COS 99-7 - Detrital carbon cycles of four forests types in northern California: Reduction of field measurement error and use of a system carbon budget

Wednesday, August 9, 2017: 3:40 PM
B117, Oregon Convention Center
Kim Gerard Mattson, Ecosystems Northwest, Mount Shasta, CA and Jianwei Zhang, Pacific Southwest Research Station, USDA Forest Service, Redding, CA
Background/Question/Methods

Forests store carbon in two distinct pools—the living biomass and the detrital mass. Biomass is a recognized carbon sink while the detritus is not. The various carbon fluxes in forests—growth, carbon exchange, decomposition—are commonly studied as disparate parts and not as a whole system. There are relatively few whole-system internal carbon budgets for forests, though many for streams.
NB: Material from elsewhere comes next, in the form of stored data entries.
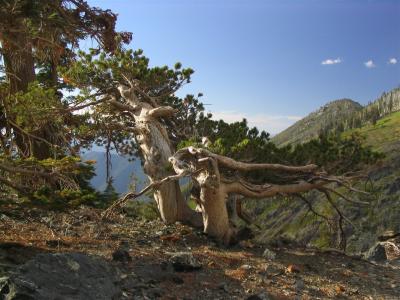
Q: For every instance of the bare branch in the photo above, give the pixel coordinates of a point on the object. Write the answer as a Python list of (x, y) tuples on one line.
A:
[(245, 167), (162, 111)]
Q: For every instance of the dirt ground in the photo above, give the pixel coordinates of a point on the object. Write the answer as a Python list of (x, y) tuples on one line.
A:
[(239, 272)]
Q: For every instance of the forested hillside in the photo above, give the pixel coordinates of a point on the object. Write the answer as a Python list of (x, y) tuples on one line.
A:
[(338, 116), (294, 220)]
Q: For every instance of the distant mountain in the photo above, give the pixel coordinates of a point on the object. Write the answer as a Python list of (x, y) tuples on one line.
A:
[(310, 126), (123, 171), (339, 115)]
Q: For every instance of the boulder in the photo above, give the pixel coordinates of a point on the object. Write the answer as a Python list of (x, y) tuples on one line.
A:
[(62, 276)]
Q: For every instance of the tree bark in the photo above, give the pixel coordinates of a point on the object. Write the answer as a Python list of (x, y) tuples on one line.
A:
[(215, 187), (156, 149)]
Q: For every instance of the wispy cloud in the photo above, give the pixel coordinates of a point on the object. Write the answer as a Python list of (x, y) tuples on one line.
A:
[(331, 61), (270, 123), (370, 64)]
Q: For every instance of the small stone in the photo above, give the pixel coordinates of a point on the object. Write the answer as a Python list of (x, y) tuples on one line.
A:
[(121, 256), (269, 254), (377, 253), (246, 267), (184, 262), (299, 285), (224, 287), (260, 296), (177, 280)]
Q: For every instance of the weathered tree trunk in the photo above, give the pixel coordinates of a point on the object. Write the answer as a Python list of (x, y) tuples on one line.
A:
[(203, 166), (156, 149)]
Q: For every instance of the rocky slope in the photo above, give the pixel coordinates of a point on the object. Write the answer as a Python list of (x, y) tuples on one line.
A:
[(291, 218), (150, 260)]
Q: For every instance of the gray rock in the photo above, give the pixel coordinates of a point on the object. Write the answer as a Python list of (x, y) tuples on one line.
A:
[(121, 256), (184, 262), (377, 253), (62, 276), (269, 254), (260, 296)]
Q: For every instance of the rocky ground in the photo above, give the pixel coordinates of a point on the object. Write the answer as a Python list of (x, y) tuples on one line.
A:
[(129, 258)]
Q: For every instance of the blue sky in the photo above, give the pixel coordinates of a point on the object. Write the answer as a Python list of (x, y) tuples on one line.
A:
[(263, 60)]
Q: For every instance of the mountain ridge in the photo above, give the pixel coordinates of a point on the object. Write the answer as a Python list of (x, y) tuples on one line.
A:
[(339, 115)]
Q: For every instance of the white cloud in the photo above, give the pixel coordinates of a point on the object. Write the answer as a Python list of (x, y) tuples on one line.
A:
[(270, 123), (370, 64), (331, 61)]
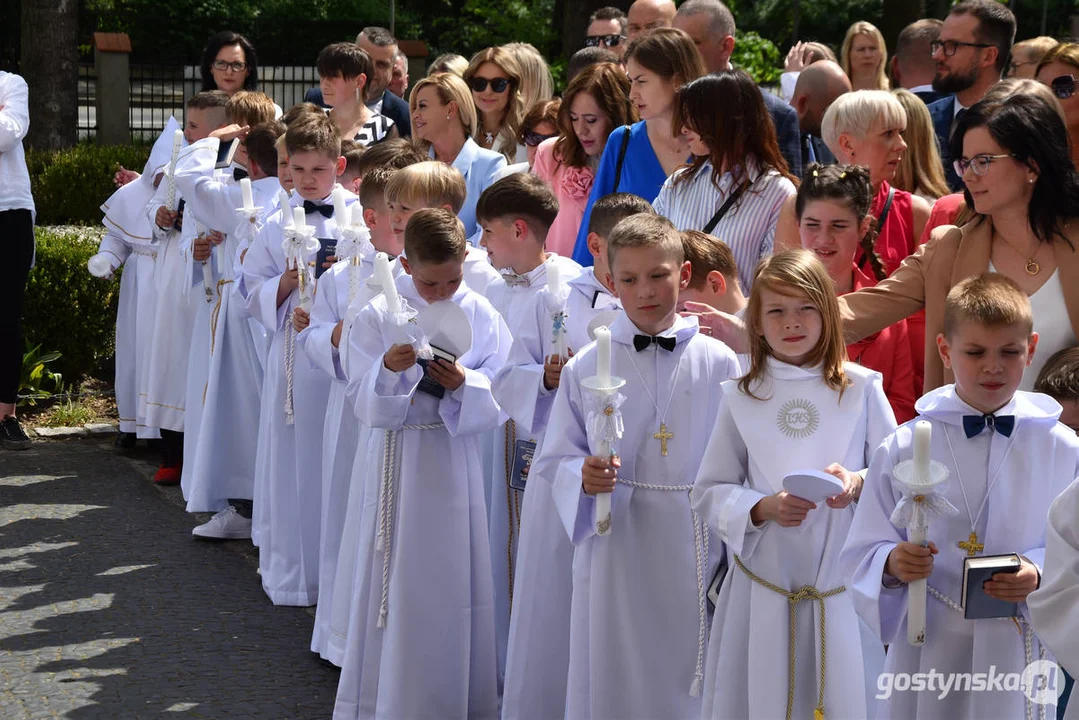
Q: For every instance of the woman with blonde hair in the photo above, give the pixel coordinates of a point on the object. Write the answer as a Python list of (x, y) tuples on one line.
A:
[(444, 123), (864, 57), (494, 77), (920, 171)]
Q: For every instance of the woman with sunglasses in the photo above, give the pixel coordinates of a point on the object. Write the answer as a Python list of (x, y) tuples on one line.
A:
[(1057, 70), (639, 158), (596, 100), (494, 77)]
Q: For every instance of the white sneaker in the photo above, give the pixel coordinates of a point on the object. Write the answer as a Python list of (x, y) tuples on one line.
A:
[(227, 525)]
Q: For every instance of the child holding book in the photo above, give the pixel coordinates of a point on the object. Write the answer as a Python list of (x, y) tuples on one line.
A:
[(1008, 458)]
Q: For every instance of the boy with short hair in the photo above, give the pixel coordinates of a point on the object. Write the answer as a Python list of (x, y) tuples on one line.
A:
[(227, 351), (656, 560), (433, 184), (427, 534), (288, 497), (1008, 458)]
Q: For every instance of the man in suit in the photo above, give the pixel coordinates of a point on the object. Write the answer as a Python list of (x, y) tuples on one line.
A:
[(711, 26), (913, 66), (382, 49), (970, 55), (817, 87)]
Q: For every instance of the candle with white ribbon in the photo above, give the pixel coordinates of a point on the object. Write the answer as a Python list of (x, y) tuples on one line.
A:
[(385, 280)]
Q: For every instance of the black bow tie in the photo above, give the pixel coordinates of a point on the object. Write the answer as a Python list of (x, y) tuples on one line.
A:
[(972, 424), (310, 207), (642, 341)]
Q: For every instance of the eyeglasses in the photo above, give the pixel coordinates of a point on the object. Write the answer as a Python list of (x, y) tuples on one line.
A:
[(979, 163), (951, 45), (533, 138), (235, 67), (608, 40), (1063, 86), (497, 84)]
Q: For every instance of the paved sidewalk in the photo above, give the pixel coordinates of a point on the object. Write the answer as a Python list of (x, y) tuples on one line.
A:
[(109, 609)]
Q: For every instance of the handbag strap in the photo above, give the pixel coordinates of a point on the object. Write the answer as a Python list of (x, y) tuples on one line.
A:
[(732, 199), (622, 158)]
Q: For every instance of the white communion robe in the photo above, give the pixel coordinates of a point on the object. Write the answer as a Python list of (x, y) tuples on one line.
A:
[(639, 609), (224, 372), (802, 424), (359, 484), (341, 433), (537, 656), (1054, 606), (514, 302), (421, 638), (288, 462), (1015, 478)]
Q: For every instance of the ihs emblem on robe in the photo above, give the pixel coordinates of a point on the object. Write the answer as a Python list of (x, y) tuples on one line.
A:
[(798, 418)]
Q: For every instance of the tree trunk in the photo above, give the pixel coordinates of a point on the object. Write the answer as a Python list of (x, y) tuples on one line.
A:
[(50, 64)]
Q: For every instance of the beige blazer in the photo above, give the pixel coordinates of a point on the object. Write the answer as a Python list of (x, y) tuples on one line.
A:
[(924, 281)]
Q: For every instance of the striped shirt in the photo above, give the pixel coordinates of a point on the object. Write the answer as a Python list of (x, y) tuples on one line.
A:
[(749, 228)]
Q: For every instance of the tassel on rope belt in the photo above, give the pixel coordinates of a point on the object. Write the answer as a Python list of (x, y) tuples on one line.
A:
[(385, 534), (793, 598), (700, 552)]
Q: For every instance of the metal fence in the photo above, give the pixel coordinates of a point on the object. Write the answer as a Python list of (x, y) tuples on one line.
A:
[(158, 92)]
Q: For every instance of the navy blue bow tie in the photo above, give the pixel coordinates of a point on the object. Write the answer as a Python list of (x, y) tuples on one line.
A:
[(972, 424), (310, 207), (642, 341)]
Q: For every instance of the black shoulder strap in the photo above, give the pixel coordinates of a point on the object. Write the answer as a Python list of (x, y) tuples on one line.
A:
[(622, 159), (732, 199)]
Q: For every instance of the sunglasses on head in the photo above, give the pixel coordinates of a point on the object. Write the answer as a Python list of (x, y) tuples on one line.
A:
[(497, 84), (609, 40), (533, 138), (1063, 86)]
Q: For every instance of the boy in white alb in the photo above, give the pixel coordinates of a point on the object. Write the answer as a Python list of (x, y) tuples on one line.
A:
[(411, 653), (1008, 458), (537, 655), (277, 280), (639, 607), (224, 368), (515, 215)]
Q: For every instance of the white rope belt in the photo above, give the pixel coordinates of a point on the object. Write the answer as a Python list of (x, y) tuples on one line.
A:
[(700, 551), (1025, 630), (386, 508)]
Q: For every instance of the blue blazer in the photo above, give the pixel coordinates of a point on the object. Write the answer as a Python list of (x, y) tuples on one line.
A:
[(787, 128), (479, 166), (393, 107), (943, 112)]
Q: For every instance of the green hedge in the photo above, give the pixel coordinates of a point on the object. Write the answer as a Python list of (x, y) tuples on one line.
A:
[(67, 309), (69, 186)]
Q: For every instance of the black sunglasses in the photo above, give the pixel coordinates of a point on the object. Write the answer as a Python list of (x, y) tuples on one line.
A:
[(609, 40), (497, 84), (1063, 86)]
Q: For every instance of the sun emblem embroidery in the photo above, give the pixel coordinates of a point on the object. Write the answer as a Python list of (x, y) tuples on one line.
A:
[(797, 418)]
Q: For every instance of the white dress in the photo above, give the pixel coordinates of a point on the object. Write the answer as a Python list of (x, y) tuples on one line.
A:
[(801, 424)]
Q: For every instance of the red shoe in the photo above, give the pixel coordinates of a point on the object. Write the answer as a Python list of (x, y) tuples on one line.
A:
[(167, 475)]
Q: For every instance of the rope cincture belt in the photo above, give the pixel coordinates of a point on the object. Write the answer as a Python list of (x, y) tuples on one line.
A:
[(385, 534), (700, 551), (793, 598)]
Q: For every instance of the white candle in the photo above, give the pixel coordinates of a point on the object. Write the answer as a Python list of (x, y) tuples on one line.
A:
[(340, 207), (554, 280), (245, 187), (603, 355), (386, 281)]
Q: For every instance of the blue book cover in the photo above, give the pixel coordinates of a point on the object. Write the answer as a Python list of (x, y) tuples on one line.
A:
[(975, 571)]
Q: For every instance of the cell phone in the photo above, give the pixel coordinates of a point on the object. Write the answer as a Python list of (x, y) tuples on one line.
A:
[(226, 152)]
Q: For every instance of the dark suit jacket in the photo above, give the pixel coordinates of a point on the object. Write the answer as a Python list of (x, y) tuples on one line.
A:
[(943, 112), (787, 127), (393, 107)]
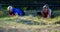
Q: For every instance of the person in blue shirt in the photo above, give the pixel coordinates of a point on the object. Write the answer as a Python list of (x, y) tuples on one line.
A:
[(15, 11)]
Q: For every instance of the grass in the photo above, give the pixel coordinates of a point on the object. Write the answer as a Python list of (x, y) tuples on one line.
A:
[(28, 22)]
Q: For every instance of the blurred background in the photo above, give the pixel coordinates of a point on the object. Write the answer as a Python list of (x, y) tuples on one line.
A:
[(30, 6), (28, 23)]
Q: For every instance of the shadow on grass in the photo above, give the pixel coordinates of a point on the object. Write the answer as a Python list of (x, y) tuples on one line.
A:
[(29, 22)]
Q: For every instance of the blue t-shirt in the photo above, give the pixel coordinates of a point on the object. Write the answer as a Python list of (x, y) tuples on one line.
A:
[(18, 11)]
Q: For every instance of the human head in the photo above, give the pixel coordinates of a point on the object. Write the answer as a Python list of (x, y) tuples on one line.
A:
[(9, 8)]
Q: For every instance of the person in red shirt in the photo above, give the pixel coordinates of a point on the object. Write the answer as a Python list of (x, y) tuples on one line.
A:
[(46, 11)]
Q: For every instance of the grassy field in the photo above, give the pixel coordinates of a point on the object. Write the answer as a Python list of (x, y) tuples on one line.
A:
[(30, 24), (35, 24)]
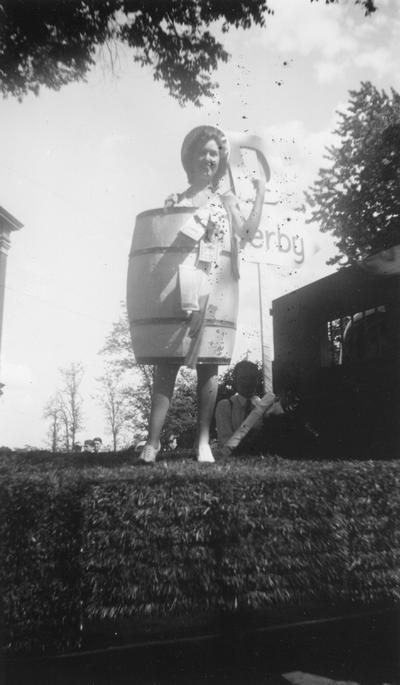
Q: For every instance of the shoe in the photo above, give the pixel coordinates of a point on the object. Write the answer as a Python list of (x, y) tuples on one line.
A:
[(148, 454), (204, 455)]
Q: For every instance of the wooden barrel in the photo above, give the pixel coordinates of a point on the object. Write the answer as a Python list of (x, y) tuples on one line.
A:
[(159, 327)]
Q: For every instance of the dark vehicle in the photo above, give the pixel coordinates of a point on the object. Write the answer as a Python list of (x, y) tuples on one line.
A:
[(337, 346)]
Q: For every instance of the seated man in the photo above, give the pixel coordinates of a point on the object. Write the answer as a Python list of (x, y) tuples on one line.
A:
[(230, 413)]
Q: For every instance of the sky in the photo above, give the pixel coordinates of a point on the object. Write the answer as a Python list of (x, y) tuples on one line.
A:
[(78, 165)]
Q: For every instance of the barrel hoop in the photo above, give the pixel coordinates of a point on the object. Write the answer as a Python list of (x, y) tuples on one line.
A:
[(162, 211), (170, 250), (157, 320), (181, 360)]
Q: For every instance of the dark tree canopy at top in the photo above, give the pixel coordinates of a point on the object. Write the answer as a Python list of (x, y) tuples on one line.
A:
[(54, 42), (357, 198)]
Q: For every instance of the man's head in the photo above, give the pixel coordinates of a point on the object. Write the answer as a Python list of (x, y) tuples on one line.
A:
[(88, 446), (245, 378), (97, 444)]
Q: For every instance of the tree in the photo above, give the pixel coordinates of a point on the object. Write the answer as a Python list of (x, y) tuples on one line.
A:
[(113, 400), (65, 409), (71, 400), (56, 42), (52, 412), (357, 198)]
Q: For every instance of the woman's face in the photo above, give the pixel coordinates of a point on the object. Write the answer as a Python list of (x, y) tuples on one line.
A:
[(206, 162)]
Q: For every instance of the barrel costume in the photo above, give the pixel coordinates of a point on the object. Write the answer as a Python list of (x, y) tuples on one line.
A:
[(183, 284), (183, 280)]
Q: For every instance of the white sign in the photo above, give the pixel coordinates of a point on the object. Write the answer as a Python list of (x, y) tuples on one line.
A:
[(281, 239)]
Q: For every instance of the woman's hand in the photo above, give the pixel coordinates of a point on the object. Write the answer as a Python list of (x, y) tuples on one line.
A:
[(171, 201), (259, 185)]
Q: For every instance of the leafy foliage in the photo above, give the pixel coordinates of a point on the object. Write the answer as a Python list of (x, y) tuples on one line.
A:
[(357, 198), (111, 541), (56, 42)]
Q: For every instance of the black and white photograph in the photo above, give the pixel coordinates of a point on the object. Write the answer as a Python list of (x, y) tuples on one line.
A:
[(200, 342)]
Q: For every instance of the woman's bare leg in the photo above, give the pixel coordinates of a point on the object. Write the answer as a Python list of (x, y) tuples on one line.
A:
[(163, 388), (207, 386)]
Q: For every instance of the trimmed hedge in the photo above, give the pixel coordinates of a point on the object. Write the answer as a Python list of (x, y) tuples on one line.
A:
[(97, 537)]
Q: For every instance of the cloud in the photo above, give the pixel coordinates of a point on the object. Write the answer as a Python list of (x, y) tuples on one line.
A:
[(327, 72), (298, 28), (16, 375)]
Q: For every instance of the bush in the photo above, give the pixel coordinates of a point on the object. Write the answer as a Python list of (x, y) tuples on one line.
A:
[(95, 537)]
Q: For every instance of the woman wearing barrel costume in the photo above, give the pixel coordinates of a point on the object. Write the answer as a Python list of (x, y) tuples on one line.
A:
[(207, 281)]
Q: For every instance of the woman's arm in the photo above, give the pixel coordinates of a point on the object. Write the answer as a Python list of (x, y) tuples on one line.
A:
[(246, 228), (253, 220)]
The disparate data for forests can be assembled into system budgets, but they often won’t balance. We developed balanced, whole-system carbon budgets for four forests in northern California as a way to predict carbon storage in detrital pools and test hypotheses about carbon partitioning and storage and loss potentials. Field methods were tested and modified to reduce sampling bias and variation. We tested the accuracy of carbon calculations based on individual soil profiles versus those based on site means, use of small soil pits versus cores, efficient root separations techniques, and tests of chamber-based soil CO2 effluxes. Resultant estimates of carbon pools and fluxes were combined with literature values into a bookkeeping model that balances carbon in a reasonable manner. Gaming the model is a way to test hypotheses about carbon cycling.

 Results/Conclusions

Soil carbon contents were 50 % lower when calculated as the product of bulk density and organic matter concentration from the same soil sample versus those calculated using mean site values. The product of mean values was biased high because soil bulk density and organic matter concentrations were not independent but negatively correlated. Bulk densities were 25 % higher from soil pits higher versus soil cores. Roots separated from moist soil using multiple meshes and winnowing allowed rapid processing of soil profiles and this allowed increased larger samples sizes (36 profiles in each forest) and reduced error (95% C.I. of +/- 30 %). Soil CO2 efflux using dynamic chambers increased with fan speeds. July effluxes averaged 6 µmol C m-2 s-1; annual effluxes were 10 Mg C ha-1 yr-1 and 40 % higher than modeled rates. The model worked well to constrain fluxes. Carbon in these forests range from 250 Mg C ha-1 at lower elevations to over 600 Mg C ha-1 for an undisturbed fir forests at high elevation and appear to be small sinks of carbon. Our model is most responsive to gross primary production, tree mortality, decomposition, and a humification coefficient.